JULY/AUGUST 1997 · VOLUME 18 · NUMBER 5
T H E L A W R E N C E S U M M E R S M E M O R I A L A W A R D
THE JULY 1997 LAWRENCE SUMMERS MEMORIAL AWARD* goes to the U.S.
Commerce Department and Jeffrey Garten, former U.S. undersecretary of commerce
for international trade and currently dean of the Yale School of Management.
Here are the comments which earned them this prestigious prize:
- "Tax, labor and health and safety laws and policies [in Haiti] are
theoretically universally applicable, but are not universally applied or
observed. As such, they do not distort or impede the efficient mobilization and
allocation of investment. Many in the private sector provide services (usually
health care) for their workers that are not provided by the dysfunctional state
agencies.
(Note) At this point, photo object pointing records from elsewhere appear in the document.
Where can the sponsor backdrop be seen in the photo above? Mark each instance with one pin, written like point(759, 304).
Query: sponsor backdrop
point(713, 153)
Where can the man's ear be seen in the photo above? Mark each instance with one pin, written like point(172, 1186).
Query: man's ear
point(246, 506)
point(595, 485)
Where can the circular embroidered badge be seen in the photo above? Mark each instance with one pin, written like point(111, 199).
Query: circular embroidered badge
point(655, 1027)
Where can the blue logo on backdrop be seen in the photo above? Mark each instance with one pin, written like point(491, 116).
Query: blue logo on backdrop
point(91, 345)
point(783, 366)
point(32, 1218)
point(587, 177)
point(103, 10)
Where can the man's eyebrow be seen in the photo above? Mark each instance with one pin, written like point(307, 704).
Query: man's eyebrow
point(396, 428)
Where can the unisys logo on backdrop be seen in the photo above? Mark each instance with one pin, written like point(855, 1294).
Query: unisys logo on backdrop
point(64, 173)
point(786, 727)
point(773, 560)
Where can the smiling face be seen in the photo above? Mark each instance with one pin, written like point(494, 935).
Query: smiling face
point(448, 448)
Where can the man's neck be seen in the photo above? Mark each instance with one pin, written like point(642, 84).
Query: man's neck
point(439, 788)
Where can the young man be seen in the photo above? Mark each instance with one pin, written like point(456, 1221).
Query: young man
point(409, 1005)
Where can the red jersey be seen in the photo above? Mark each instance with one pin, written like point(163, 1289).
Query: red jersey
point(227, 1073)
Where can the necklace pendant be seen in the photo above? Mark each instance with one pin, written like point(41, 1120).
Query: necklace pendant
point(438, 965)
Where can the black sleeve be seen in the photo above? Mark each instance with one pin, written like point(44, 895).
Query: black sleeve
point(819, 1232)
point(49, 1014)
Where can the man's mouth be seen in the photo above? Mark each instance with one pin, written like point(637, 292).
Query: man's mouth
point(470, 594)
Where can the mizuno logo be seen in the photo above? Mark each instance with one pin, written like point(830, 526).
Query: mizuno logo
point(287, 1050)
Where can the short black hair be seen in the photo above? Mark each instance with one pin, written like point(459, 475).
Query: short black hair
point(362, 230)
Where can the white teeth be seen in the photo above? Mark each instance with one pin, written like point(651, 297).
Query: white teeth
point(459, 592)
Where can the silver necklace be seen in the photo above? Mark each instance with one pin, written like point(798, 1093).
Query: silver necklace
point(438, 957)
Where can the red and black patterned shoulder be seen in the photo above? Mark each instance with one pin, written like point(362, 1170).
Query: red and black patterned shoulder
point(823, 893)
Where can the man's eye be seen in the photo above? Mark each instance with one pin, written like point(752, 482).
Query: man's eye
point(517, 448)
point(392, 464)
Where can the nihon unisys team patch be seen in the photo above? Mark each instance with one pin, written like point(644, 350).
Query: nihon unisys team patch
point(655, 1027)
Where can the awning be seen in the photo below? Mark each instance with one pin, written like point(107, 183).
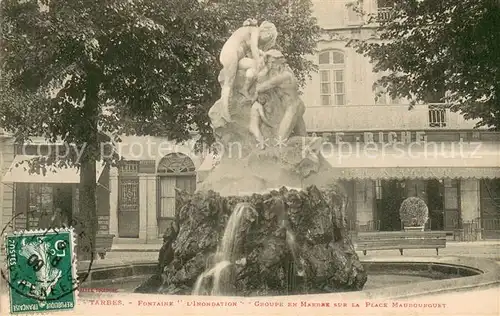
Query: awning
point(414, 161)
point(19, 173)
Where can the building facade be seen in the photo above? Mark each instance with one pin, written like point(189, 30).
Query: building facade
point(456, 169)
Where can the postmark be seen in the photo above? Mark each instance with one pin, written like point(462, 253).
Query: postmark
point(41, 268)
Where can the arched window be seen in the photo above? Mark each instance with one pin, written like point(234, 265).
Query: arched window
point(175, 170)
point(332, 77)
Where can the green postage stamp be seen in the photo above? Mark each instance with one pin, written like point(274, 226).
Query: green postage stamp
point(41, 270)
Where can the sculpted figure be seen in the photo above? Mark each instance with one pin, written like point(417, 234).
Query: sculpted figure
point(241, 51)
point(282, 80)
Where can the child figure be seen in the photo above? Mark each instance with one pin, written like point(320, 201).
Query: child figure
point(234, 54)
point(257, 116)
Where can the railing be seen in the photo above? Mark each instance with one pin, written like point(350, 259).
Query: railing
point(383, 117)
point(477, 229)
point(369, 226)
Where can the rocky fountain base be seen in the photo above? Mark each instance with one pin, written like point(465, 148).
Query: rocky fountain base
point(278, 243)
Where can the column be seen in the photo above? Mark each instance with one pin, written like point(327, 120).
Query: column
point(143, 206)
point(152, 223)
point(364, 201)
point(113, 201)
point(470, 204)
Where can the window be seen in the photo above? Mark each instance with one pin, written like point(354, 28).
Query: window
point(353, 12)
point(384, 8)
point(381, 96)
point(332, 81)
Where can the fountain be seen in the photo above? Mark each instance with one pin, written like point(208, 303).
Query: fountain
point(264, 236)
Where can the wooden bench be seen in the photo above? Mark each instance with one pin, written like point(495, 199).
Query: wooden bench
point(399, 240)
point(103, 243)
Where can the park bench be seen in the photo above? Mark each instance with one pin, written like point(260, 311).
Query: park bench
point(103, 243)
point(399, 240)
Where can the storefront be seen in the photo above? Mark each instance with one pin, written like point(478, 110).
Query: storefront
point(37, 195)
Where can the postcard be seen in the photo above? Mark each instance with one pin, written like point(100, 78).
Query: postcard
point(265, 157)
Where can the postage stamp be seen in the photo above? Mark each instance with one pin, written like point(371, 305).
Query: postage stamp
point(41, 269)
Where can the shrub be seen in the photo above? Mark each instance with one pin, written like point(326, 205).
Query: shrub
point(413, 212)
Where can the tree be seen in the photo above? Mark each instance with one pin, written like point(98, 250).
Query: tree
point(89, 71)
point(434, 46)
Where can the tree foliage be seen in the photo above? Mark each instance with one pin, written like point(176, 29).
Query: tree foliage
point(435, 46)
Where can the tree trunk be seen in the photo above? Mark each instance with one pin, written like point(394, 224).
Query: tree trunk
point(91, 154)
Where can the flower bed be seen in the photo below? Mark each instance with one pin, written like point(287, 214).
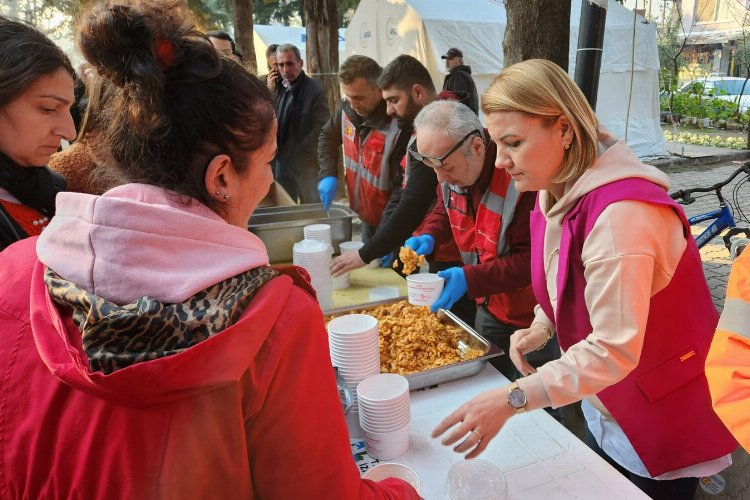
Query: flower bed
point(707, 140)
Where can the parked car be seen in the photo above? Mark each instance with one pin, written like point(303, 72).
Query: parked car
point(727, 88)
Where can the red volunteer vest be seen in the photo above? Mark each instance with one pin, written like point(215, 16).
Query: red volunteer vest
point(481, 238)
point(367, 170)
point(663, 405)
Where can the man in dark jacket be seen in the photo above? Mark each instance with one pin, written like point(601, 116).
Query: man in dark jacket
point(373, 145)
point(459, 80)
point(301, 110)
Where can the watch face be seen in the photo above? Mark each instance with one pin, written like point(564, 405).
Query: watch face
point(517, 398)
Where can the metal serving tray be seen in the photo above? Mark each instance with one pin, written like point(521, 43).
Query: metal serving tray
point(436, 376)
point(281, 227)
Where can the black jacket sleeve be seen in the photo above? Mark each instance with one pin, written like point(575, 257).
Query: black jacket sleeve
point(329, 146)
point(397, 174)
point(317, 116)
point(415, 201)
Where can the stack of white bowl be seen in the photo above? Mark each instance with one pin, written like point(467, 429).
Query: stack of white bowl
point(384, 415)
point(315, 257)
point(355, 350)
point(322, 232)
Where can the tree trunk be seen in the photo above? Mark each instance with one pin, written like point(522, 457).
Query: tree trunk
point(537, 29)
point(322, 61)
point(242, 18)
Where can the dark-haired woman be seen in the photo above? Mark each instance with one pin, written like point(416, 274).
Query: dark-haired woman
point(36, 93)
point(148, 350)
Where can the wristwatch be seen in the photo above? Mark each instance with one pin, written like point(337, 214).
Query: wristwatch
point(516, 398)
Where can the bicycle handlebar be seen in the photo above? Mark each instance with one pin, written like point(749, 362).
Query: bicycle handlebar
point(684, 194)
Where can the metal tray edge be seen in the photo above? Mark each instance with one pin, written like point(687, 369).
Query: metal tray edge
point(441, 374)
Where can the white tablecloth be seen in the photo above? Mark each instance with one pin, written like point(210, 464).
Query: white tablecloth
point(541, 459)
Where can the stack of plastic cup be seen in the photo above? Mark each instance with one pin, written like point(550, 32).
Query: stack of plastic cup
point(315, 257)
point(320, 232)
point(355, 350)
point(476, 480)
point(384, 415)
point(346, 247)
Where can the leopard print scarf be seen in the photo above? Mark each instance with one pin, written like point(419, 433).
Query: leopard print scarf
point(115, 337)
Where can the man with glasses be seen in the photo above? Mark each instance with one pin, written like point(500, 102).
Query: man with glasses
point(479, 208)
point(407, 87)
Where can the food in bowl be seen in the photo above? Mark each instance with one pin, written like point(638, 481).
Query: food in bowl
point(410, 259)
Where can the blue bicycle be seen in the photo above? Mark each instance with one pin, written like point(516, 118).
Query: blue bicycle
point(723, 217)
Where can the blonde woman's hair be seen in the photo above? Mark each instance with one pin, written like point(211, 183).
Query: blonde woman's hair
point(541, 88)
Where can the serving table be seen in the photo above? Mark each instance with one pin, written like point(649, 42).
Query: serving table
point(540, 458)
point(360, 282)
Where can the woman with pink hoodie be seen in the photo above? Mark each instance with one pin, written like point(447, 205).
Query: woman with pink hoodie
point(618, 278)
point(148, 350)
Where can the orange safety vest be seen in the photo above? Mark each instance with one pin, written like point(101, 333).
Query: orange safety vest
point(728, 361)
point(367, 169)
point(481, 239)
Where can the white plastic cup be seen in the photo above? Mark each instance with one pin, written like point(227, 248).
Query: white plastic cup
point(350, 246)
point(476, 480)
point(424, 288)
point(384, 471)
point(387, 445)
point(352, 423)
point(352, 324)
Although voluntary, this decision could be a competitive
disadvantage." (Haiti Investment Climate, U.S. Department of Commerce, Doc.
#4708, April 1996, courtesy of the National Labor Committee.)
- "In many cases we're going to have to basically swallow hard, because we're
dealing in cultures that have rhythms that are very uncomfortable for us.
They're uncomfortable in terms of the way people are treated, or in terms of
the way the environment is treated, but to turn our back on them would be a
terrible mistake." (Jeffrey Garten, quoted in World Trade, November 1996, p.
29, courtesy of Press for Change.)
* In a 1991 internal memorandum, then-World Bank economist and current Deputy
Secretary of Treasury Lawrence Summers argued for the transfer of waste and
dirty industries from industrialized to developing countries. "Just between you
and me, shouldn't the World Bank be encouraging more migration of the dirty
industries to the LDCs (lesser developed countries)?" Summers wrote. "I think
the economic logic behind dumping a load of toxic waste in the lowest wage
country is impeccable and we should face up to that. ... I've always thought
that underpopulated countries in Africa are vastly under polluted; their air
quality is vastly inefficiently low [sic] compared to Los Angeles or Mexico
City." Summers later said the memo was meant to be ironic.